Ah c’est décidé ! Aujourd’hui je vais déchirer ce voile qui dissimule la vérité du vide qui m’habite. Et ce ne seront ni les voix, ni les outrages, encore moins ce regard qui me feront ployer. Il n’est nulle adversité que je ne puisse renverser. Mais je sens la corde se nouer à mesure que je veux soulever cette toile d’illusions qui obscurcit mon esprit. La corde est là, posée autour de ce cou ingrat. Mais c’est moi qui vais en faire le nœud final en arrachant la noirceur qui embrume les méandres de mon esprit.
Et voilà je contemple ce temple de ruines, git par terre en un tas chiffonné, les mensonges, les illusions, les souvenirs, les errements et les égarements. Autour, rien. Juste la contemplation du néant et de la Ténèbres par un pantin désarticulé pendu au bout d’une corde de chanvre. De moi, il ne reste rien, juste l’abîme sans fond de mon âme perdue, ou à disparue toute parcelle d’humilité et d’humanité.
Je devrais être mort et je le suis, et pourtant je suis là, suspendu dans le vide, pris dans le tourbillon d’une chute sans fin. Autour de mon cou la corde a disparu, dissoute par la corruption de mon âme. Je n’en ressens aucun soulagement, seulement une peur sans nom, la Peur absolue d’une terreur sans nom qui n’est autre que mon Ombre prédatrice, séductrice, corruptrice, emplie de vices et de malices.

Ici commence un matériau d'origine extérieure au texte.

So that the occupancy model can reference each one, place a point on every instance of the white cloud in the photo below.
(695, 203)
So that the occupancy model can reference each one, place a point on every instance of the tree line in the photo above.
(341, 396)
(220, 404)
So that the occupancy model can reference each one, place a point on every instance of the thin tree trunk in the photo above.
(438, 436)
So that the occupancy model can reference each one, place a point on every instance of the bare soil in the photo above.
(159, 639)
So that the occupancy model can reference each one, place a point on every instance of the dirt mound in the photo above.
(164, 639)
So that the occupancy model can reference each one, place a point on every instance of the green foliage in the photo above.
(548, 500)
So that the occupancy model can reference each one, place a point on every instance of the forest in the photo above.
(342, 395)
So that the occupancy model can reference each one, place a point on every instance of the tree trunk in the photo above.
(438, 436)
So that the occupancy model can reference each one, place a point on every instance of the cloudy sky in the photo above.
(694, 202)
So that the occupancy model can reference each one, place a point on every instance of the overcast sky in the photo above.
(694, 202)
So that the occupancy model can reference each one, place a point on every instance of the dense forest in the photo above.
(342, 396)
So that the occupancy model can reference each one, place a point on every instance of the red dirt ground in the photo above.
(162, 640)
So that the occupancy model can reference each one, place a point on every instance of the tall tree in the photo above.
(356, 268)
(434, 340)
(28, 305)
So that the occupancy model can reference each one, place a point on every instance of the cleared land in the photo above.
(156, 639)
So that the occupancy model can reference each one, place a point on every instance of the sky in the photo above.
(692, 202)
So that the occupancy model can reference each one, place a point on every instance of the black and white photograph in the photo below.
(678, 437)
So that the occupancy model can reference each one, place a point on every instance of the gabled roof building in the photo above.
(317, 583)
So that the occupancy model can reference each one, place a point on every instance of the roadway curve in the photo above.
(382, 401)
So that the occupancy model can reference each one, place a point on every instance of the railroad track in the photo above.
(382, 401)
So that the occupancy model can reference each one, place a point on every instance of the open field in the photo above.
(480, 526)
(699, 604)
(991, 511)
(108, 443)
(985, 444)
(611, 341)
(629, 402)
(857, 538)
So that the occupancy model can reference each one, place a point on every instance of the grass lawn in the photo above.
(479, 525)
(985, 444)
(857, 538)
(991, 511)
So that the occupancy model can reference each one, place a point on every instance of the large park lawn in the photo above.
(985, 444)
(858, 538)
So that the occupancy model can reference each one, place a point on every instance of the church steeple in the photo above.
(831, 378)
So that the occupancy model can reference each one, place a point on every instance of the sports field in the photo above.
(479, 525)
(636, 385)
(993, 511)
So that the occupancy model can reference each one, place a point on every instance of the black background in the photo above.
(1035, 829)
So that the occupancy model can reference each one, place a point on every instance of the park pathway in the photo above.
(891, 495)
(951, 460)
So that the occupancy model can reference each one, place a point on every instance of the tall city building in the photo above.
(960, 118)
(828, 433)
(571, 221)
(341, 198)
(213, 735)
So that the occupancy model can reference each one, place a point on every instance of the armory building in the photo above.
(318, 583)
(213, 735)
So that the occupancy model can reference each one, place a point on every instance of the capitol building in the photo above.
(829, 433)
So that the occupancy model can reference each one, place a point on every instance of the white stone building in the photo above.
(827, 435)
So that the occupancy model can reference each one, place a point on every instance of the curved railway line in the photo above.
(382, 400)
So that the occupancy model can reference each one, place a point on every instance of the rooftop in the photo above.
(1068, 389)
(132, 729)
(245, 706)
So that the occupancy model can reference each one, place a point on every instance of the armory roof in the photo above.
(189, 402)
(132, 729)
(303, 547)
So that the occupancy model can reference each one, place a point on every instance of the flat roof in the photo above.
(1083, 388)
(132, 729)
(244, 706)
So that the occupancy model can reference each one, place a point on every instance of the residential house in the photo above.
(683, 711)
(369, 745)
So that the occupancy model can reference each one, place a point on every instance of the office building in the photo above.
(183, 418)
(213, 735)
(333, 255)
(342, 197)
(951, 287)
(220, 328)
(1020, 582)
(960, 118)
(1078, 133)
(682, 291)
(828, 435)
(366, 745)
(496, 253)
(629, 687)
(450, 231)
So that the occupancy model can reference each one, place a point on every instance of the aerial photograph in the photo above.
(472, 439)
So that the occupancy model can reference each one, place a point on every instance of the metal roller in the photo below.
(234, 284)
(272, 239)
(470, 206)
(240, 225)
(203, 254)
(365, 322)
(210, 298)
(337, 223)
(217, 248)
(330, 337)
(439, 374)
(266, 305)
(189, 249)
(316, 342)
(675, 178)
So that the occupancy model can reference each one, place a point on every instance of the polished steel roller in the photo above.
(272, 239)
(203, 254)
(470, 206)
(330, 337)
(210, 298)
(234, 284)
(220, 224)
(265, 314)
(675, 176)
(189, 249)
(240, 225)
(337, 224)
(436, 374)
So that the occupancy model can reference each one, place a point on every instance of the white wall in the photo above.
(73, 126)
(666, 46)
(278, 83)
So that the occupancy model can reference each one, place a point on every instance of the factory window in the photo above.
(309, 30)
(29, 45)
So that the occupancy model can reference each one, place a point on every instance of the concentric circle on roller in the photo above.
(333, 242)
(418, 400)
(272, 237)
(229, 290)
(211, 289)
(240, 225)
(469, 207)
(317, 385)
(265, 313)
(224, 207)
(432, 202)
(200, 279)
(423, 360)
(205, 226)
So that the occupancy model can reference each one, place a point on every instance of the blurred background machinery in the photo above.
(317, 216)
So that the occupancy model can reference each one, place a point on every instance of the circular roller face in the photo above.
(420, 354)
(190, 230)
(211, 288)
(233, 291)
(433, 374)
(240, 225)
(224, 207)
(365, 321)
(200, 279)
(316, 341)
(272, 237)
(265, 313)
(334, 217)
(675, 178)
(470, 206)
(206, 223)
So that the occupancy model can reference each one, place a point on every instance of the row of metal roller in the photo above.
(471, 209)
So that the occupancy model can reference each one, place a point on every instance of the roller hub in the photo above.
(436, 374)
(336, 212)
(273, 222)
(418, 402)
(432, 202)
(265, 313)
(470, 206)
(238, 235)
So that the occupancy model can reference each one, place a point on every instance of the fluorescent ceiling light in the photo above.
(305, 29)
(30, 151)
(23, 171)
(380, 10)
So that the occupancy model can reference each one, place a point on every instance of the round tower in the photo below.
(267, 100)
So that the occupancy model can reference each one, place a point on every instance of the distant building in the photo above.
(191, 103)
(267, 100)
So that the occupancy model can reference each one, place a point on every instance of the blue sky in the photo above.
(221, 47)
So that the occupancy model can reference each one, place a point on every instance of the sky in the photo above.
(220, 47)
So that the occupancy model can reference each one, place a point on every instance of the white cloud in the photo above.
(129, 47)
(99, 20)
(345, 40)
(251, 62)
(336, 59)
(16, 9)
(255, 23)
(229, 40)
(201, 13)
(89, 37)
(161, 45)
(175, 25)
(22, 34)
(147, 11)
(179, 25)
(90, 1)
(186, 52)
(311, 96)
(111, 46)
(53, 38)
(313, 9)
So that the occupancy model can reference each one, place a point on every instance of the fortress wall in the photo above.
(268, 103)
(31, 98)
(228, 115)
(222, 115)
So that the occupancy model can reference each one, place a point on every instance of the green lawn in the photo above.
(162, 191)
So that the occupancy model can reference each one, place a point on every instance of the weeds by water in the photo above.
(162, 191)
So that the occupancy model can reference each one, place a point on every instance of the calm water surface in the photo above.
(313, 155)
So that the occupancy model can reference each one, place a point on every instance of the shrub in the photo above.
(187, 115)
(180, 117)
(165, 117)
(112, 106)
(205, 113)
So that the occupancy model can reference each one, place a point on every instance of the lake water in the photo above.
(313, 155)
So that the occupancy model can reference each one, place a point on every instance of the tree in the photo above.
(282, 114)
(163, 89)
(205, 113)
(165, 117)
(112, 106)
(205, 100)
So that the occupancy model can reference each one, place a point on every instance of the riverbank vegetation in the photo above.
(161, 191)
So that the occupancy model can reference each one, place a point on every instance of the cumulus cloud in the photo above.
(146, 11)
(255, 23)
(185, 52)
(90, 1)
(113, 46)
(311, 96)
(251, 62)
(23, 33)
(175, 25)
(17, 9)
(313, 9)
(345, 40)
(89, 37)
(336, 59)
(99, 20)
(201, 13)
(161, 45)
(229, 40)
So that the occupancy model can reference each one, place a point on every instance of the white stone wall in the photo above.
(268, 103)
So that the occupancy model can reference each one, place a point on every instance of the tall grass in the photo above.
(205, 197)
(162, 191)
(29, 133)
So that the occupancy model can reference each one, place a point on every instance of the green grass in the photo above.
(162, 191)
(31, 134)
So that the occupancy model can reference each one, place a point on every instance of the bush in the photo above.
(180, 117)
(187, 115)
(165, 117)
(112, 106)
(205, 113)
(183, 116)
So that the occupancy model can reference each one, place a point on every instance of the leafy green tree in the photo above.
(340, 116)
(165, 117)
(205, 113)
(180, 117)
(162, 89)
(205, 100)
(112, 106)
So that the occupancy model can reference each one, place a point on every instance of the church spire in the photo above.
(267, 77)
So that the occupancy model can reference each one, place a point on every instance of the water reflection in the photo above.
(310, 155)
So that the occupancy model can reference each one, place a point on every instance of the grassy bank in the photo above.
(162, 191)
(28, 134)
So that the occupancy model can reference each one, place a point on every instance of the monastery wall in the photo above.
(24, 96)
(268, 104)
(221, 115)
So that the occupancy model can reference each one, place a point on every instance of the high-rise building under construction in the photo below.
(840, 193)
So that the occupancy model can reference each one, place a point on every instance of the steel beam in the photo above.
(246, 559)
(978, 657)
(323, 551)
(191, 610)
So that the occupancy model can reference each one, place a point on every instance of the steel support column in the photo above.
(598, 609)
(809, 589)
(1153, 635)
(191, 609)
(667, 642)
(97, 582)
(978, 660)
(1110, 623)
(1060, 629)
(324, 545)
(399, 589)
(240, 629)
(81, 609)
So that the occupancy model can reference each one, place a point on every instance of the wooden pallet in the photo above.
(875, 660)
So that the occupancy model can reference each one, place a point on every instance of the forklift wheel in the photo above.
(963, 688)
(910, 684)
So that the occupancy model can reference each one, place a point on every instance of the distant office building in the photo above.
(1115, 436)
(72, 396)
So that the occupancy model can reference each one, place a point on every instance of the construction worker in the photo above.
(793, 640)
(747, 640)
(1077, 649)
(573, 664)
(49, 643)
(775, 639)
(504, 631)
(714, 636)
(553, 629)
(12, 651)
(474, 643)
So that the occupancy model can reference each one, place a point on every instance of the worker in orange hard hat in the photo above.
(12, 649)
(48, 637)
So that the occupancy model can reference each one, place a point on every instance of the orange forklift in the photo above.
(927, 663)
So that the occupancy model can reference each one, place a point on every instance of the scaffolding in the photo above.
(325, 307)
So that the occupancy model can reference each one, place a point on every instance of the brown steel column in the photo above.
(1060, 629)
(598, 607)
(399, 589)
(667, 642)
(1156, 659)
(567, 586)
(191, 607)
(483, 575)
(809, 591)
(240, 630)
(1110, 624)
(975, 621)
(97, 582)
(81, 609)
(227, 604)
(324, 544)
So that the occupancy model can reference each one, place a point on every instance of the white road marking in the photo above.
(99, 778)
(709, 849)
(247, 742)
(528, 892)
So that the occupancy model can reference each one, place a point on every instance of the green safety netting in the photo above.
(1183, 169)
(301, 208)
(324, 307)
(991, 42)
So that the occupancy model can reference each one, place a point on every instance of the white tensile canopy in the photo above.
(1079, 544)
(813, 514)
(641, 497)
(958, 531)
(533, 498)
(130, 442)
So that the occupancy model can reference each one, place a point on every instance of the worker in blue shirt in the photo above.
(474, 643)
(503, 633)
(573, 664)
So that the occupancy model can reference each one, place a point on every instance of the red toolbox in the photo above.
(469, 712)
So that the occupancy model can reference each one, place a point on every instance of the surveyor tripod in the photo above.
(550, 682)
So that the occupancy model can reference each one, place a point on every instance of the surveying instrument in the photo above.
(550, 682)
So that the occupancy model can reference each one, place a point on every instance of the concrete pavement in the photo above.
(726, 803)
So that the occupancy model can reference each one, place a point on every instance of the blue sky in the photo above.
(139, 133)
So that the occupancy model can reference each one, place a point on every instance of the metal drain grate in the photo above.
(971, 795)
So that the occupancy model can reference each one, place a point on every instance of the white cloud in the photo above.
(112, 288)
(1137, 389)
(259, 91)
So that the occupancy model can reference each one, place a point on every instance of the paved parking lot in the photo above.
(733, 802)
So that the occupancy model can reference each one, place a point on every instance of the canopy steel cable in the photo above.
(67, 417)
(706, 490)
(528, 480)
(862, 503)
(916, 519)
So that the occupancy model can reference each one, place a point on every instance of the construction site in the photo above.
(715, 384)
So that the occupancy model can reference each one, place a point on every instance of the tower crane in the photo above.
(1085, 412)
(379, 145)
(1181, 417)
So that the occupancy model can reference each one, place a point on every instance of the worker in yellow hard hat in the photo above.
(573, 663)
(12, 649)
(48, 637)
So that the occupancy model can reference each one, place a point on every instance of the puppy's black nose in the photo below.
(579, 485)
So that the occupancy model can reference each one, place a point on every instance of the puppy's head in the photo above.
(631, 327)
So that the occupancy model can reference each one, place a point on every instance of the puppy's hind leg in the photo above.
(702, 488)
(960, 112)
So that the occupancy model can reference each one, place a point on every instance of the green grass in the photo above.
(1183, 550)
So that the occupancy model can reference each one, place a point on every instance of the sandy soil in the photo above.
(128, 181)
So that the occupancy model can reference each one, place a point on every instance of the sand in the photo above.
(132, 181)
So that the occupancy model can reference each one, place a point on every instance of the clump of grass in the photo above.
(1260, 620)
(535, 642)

Ainsi je gis dans la lie de ma propre souillure. J’ai envie de dire que tout n’est que noirceur, douleur, terreur, mais ce sont aussi douceur, couleurs et chaleur. Pourquoi ? Cela je ne le comprends pas. Mais qu’est cela, ici bas ? Tout ne devrait être que fange obscure, boue rugueuse, eaux fangeuses, Ténèbres absolues, cependant qu’un éclat se dissimule en ces lieux. Non pas un éclat, mais un miroir dont la vision le renvoie un reflet que je ne reconnais pas. Qui est donc cette face de lune, dont les fissures trahissent un conflit trop longtemps dissimulé. Je passe ma main sur ce visage, mes doigts effleurent les lézardes. Je le vois mais ne le sens pas, ma peau est de soie et de velours, chaude et douce, tandis que se désagrège en poussière ce visage de porcelaine. Cependant sous mes doigts je sens ma peau se flétrir et pourrir. Mais ce n’est pas seulement mon visage, mais tout mon corps qui s’affaisse et devient poussière. Et tandis que ma substance disparaît, je sens ma conscience se détacher et errer au travers de la clarté ténébreuse.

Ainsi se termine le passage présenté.